L’Église catholique a publié de nouvelles directives concernant les considérations éthiques liées à l’utilisation d’organes animaux pour la transplantation chez l’homme. Le Vatican n’émet aucune objection à l’utilisation d’animaux comme source d’organes, de tissus ou de cellules destinés à la transplantation chez l’homme. Il insiste toutefois sur le respect des mêmes normes bioéthiques que celles qui s’appliquent à toutes les interventions médicales.

Considérations éthiques

Ces lignes directrices ont été élaborées par l’Académie pontificale pour la vie, avec la contribution d’experts du monde entier. Selon eux, la théologie catholique n’interdit pas l’utilisation d’animaux comme source d’organes, de tissus ou de cellules destinés à la transplantation chez l’homme. L’Église souligne que la transplantation de cellules, de tissus ou d’organes vivants d’une espèce à une autre doit respecter les mêmes normes bioéthiques que toutes les autres interventions médicales.

Le document reconnaît que si la transplantation d’organes est un traitement médical essentiel, une grave pénurie de donneurs humains en limite la disponibilité. La xénotransplantation offre une solution possible à ce problème en fournissant un approvisionnement illimité en organes, tissus et cellules. Le Vatican souligne toutefois plusieurs conditions pour des pratiques de xénotransplantation éthiquement responsables.

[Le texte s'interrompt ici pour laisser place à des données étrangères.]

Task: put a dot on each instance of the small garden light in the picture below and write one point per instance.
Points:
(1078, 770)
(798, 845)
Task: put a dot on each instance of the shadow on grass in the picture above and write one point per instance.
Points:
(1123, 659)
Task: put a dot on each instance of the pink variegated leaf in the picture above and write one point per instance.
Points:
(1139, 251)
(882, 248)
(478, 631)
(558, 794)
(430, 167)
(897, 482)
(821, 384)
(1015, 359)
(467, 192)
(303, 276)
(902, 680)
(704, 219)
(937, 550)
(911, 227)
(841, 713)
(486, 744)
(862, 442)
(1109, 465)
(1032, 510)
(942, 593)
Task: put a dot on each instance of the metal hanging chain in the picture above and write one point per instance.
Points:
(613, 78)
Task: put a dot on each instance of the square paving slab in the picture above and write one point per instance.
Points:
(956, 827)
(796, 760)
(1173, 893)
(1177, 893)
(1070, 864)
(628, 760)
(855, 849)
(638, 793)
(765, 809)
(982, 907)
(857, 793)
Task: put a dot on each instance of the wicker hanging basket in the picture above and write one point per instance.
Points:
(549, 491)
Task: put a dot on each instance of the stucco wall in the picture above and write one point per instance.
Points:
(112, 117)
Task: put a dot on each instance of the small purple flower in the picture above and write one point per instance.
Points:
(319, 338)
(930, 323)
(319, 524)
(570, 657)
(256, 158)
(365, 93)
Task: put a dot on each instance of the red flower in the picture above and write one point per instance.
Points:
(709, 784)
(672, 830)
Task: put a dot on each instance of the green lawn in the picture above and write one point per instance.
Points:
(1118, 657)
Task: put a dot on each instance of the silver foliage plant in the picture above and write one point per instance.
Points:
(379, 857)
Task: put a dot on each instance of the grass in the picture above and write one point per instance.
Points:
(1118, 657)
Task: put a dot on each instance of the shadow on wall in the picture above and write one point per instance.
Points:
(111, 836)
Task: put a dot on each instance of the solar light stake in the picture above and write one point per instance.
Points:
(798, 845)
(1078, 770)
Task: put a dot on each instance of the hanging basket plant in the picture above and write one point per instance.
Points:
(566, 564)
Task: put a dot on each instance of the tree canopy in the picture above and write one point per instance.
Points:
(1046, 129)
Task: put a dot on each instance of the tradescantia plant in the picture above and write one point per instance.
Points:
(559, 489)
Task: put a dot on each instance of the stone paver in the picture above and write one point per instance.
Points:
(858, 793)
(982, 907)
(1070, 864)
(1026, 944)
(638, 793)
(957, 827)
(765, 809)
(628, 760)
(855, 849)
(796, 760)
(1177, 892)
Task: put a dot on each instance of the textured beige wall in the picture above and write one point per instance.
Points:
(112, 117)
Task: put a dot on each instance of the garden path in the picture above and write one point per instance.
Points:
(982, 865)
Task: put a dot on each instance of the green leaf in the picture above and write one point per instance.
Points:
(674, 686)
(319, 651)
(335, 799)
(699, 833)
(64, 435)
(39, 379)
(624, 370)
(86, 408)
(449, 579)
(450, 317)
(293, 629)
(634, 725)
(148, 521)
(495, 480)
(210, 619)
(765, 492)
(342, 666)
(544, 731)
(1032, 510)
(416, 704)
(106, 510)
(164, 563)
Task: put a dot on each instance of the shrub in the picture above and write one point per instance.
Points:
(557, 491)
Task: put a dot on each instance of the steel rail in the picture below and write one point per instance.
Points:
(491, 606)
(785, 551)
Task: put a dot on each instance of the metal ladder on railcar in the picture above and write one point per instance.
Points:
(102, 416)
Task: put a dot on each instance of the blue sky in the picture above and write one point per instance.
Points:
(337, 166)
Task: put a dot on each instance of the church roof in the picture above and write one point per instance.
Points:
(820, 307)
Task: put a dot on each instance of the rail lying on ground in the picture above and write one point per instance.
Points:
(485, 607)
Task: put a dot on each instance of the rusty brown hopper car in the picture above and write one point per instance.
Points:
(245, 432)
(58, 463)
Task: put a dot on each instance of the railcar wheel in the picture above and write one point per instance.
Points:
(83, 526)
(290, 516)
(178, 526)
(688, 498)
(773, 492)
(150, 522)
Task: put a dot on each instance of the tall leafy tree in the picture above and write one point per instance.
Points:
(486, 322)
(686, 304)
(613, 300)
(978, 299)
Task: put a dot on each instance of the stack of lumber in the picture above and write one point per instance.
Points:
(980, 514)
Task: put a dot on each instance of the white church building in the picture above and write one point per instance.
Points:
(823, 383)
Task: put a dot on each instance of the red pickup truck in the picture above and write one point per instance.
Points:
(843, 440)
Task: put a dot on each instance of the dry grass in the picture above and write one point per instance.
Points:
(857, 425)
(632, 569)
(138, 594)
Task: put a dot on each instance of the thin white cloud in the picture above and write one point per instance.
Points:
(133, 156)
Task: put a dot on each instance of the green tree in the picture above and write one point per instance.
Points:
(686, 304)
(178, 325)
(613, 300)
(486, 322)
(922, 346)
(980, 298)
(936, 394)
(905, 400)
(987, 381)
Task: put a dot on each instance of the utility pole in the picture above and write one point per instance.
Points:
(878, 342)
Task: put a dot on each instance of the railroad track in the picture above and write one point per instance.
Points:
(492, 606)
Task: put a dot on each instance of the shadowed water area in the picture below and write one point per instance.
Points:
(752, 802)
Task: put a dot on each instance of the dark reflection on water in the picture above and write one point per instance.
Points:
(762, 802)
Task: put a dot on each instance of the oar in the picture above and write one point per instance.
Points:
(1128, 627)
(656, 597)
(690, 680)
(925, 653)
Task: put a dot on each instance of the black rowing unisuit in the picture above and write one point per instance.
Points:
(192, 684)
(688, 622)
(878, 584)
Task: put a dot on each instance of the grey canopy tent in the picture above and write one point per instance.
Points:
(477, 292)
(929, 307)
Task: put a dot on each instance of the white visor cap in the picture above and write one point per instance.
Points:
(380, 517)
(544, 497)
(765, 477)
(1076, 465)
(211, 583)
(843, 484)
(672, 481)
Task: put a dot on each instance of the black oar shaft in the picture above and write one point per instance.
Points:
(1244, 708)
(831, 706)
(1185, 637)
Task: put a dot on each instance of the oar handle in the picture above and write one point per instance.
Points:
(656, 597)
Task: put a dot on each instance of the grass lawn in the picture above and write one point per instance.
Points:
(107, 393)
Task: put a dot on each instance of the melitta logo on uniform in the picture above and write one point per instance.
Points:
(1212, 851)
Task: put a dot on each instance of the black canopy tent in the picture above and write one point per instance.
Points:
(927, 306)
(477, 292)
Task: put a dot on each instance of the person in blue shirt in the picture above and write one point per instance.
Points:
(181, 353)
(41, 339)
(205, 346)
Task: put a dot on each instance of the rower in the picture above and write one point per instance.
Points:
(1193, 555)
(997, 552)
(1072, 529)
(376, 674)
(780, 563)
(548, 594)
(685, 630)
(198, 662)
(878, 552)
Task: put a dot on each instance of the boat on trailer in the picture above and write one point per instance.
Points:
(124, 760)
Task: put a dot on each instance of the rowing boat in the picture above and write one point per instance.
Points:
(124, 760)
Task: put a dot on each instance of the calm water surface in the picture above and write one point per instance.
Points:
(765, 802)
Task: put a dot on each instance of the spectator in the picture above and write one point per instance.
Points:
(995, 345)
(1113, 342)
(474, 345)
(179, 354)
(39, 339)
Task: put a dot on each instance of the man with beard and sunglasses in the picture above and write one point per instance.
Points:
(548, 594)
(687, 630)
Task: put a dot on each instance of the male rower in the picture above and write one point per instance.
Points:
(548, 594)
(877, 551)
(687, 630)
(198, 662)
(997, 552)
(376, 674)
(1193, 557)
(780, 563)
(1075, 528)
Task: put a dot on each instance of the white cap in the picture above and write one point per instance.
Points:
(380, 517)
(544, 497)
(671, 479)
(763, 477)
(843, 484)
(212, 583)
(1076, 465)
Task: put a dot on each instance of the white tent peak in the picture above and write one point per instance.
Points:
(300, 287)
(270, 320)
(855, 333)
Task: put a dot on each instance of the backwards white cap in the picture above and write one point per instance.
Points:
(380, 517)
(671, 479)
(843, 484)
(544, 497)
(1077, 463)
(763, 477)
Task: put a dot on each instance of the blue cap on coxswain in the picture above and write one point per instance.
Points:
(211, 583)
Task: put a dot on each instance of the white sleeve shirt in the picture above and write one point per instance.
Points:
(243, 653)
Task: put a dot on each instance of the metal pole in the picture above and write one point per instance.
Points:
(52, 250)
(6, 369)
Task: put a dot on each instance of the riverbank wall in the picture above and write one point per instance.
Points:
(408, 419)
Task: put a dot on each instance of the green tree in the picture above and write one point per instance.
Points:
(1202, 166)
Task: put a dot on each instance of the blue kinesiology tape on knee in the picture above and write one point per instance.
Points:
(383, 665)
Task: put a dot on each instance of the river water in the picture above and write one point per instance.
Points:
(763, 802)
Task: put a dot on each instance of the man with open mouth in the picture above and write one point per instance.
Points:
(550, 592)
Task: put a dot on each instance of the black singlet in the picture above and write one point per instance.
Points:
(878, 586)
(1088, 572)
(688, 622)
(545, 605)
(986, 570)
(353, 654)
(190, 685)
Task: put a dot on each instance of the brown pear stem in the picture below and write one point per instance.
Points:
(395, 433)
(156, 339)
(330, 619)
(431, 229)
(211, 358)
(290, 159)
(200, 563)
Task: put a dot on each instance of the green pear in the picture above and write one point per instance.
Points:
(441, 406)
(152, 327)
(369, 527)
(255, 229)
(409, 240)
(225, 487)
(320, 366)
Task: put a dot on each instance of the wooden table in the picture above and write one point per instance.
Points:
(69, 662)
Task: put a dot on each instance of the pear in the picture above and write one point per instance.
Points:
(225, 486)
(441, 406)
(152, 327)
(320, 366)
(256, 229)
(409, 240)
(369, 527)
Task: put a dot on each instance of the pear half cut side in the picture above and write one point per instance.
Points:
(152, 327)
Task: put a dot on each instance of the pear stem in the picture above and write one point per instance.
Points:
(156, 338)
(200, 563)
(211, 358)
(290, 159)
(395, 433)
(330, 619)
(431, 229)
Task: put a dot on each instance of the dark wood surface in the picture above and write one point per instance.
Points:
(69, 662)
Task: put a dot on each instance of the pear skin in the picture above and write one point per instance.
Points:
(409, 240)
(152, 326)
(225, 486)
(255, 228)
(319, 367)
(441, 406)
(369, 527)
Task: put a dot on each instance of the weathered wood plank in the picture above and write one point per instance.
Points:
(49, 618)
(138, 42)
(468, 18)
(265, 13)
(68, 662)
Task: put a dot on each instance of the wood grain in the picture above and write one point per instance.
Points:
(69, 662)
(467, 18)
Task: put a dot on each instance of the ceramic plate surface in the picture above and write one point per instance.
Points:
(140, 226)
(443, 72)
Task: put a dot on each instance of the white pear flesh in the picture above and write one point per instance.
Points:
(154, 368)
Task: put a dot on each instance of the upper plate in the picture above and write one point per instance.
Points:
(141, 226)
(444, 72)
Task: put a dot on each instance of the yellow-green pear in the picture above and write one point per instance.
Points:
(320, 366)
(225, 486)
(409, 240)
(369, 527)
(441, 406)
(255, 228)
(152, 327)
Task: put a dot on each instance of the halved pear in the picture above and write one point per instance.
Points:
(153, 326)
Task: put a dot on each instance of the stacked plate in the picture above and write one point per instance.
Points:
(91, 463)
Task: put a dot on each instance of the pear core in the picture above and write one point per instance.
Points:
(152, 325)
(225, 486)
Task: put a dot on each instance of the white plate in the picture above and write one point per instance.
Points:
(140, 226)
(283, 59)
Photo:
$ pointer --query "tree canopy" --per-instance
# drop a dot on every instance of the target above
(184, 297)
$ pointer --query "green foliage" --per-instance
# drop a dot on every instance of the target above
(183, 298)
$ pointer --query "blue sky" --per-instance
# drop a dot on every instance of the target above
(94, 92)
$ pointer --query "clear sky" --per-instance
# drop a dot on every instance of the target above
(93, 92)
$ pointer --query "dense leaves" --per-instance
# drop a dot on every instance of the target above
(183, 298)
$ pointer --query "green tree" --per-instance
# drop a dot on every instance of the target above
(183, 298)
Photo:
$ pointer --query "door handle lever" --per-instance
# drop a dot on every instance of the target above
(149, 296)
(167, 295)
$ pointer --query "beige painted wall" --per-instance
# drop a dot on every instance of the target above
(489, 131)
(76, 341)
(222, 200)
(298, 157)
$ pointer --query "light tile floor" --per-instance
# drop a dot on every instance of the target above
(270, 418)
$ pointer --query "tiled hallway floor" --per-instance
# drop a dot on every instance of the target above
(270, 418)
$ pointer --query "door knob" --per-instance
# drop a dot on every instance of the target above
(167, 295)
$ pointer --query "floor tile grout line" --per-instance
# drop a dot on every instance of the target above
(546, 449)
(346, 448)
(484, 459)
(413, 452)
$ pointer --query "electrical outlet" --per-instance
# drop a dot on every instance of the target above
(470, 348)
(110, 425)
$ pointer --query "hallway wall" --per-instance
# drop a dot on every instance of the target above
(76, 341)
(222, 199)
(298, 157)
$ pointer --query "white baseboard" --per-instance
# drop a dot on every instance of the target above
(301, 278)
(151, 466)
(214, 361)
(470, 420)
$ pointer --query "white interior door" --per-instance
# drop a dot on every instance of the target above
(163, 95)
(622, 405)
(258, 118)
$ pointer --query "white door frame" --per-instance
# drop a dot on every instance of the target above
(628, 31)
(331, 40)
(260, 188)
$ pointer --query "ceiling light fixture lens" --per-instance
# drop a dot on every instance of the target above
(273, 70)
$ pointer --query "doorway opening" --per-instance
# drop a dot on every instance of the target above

On ne peut réaliser ces procédures que lorsqu’elles sont médicalement nécessaires et raisonnables. Elles doivent éviter toute modification génétique susceptible de perturber la biodiversité et réduire au minimum les souffrances inutiles des animaux.

Préservation de l’identité personnelle

Les directives soulignent également l’importance de protéger l’identité personnelle du receveur. Ainsi, l’Église considère que la transplantation de cellules cérébrales liées aux fonctions cognitives d’animaux vers des êtres humains est éthiquement inacceptable, car cela peut comporter des risques pour l’identité du patient. À l’inverse, l’Église catholique considère que les traitements cellulaires visant à corriger des anomalies physiologiques, comme l’utilisation de cellules de la glande surrénale de porc pour traiter la maladie de Parkinson, sont éthiquement acceptables. (ev)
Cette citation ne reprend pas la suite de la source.